Who the fuck taught people how to pen business emails? Holy Christ on a cracker! Absolutely nothing creams my corn more than having to actively translate what these professional suits are typing to me. I just received an email that was 5 paragraphs that essentially boiled down to, hey, I really liked your report you sent last Monday. Can we schedule a Zoom call tomorrow? Yes or no? I am so tired of professional communications. I am frankly exhausted with having to translate professional sludge. Why in the healthiest of hell is it OK, even desirable, that our society likes this kind of mind nummingcommunication? Everybody calls it professional but I just call it a gigantic fucking headache. And who the hell came up with professionalism anyhow? I’m really starting to hate the concept of professionalism and professional writing styles. No wonder everyone has meetings. No one can write. No one can string together a competent business sentence without 90,000 corporate qualifiers. You can have perfect grammar and perfect spelling and in fact be the worst writer. Can we change what it means to write professionally? Because this is a level of hell that I never noticed prior to getting away from corporate offices. #Writing #Business
@WeirdWriter this is exactly the kind of shit that has me so unsurprised that so many people embrace the hollow garbage the regurgitation bots spew out. They've already been talking like that for years! They think that's what communicating is!
@sinvega Even in my younger liberal days, I never communicated like this. I guess my writing skill just kind of automatically shielded me from this kind of communication drudgery. Even when I worked as a PR intern, I never communicated like this. Ever

@WeirdWriter Oh I believe you, and me neither. But a lot of people in some places do and just... don't see how absurd and awful it is.

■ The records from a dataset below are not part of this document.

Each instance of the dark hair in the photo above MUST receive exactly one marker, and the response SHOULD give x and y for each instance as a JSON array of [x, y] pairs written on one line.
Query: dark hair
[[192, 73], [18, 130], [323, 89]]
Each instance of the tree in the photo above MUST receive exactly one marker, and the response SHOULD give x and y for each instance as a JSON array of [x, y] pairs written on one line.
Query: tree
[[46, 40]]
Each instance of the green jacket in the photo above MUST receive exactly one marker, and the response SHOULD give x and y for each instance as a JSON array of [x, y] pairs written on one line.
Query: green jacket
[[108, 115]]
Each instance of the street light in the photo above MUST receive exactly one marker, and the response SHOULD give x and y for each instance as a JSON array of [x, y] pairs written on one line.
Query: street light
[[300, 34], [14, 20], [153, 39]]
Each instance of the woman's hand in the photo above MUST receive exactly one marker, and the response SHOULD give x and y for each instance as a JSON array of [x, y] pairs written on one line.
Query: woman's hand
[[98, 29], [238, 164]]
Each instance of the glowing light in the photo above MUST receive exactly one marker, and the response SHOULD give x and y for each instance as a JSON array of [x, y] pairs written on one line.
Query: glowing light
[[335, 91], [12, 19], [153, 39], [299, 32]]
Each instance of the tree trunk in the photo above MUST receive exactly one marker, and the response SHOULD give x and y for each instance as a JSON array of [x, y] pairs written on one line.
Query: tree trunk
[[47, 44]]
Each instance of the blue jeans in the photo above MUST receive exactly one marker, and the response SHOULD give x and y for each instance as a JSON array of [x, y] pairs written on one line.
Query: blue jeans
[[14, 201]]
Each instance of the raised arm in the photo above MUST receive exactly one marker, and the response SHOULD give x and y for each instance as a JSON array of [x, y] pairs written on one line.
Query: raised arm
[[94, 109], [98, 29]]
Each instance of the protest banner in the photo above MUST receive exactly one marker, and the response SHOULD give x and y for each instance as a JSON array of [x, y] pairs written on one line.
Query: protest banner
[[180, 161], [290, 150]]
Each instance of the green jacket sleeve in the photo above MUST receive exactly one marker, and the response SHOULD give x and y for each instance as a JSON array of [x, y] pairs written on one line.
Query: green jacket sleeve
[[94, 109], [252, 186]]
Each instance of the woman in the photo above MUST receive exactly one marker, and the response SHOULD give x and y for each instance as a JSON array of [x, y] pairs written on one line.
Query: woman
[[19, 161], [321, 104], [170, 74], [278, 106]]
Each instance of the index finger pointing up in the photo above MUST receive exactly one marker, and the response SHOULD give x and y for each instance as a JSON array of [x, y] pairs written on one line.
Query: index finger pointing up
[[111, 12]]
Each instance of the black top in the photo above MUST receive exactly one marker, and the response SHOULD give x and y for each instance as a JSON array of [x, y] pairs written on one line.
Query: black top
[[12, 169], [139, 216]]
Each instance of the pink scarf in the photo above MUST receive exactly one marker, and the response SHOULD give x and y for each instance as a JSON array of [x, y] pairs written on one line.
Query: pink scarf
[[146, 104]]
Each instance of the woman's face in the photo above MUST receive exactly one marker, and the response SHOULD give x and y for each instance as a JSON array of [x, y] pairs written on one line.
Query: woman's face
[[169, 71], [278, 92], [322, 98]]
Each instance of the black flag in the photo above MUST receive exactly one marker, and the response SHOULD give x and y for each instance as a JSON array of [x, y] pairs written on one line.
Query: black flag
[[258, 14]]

small consolation was when I was the only person at one place who didn't, and rapidly became the most treasured admin person for like 13 departments, because I answered questions and explained things honestly.

i mean, sure, I may send absurdly long emails even today, but at least they SAY a lot instead of just piling up meat in the rough shape of a person

@sinvega But That right there! You hit the nail on the head! I don’t mind long emails. I actually love it when someone sends me a lengthy novel comprised of information, thoughts and feelings, action plans, and more. I can’t describe what corporate types right like other than slob. It’s just qualifier words with no connection to the prior word. It’s aggressively noticeable the more you talk to folks like you and I

@WeirdWriter Several years back, I drank from the cursed chalice of working with other writers. Every email I've sent since has included swearing, jokes, naked candour, specific well wishes, legally actionable threats against various ministers, etc

It's made me basically unemployable. I'm not going back

@WeirdWriter @sinvega

There's a good essay by George Orwell called "Politics and the English language" making the case against over-elaborate language.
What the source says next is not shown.